И не нужно думать, что необычный характер этих прозаических побасенок о «премудром пискаре» или «здравомысленном зайце» был подсказан сатирику особыми свойствами русской сказки. Ведь и в ней преломились черты мирового сказочного эпоса, сообщившие ей те же признаки увлекательной фантастичности или житейского нравоучения. Узорная, лукавая и мудрая, она представляет собою особый мир повествовательного искусства, умело организованного и ярко расцвеченного. Ее роднит с европейской сказкой стремление построить беглый занимательный сказ на сплетении небывалых похождений, хитрых выдумок и чудесных перемен. Здесь постоянно сочетается неожиданность ситуаций с находчивостью развязок и живописностью повествовательного склада. Как и в западных сказаниях, здесь все заманчиво и чудесно.

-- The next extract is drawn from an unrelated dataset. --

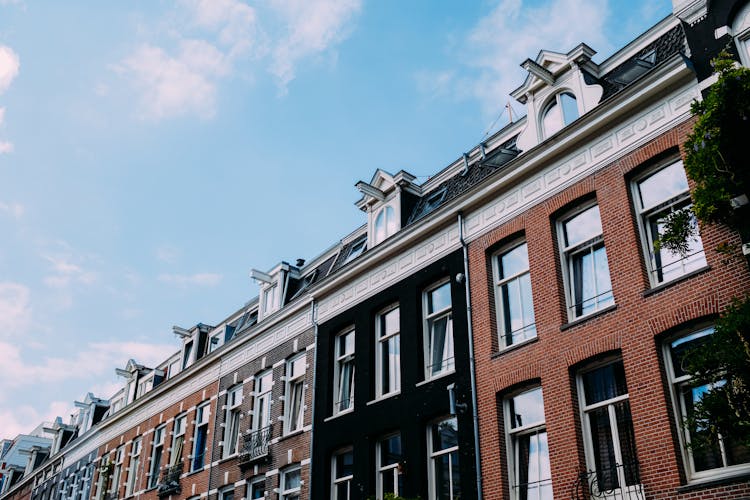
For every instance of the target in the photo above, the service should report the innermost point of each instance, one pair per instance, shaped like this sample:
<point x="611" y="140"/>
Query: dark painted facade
<point x="409" y="413"/>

Лесные хищники беседуют с людьми, деревья поют, птицы говорят, кит-рыба извергает из своей пасти оснащенные корабли, море выбрасывает засмоленные бочонки с живыми детьми. Все это тревожно, жутко, полно разительных образов и не лишено своей социальной морали. Нищие странники одаривают крестьянского младенца несметными богатствами именитого купца. Бездомный бродяга пленяет красну-девицу, дочь купецкую, что сидит под окошечком и вышивает ковер разными шелками. Убогий дурачок на худой лошаденке проникает в чертоги царевны Неоцененная Красота и ухитряется поцеловать ее через двенадцать стекол.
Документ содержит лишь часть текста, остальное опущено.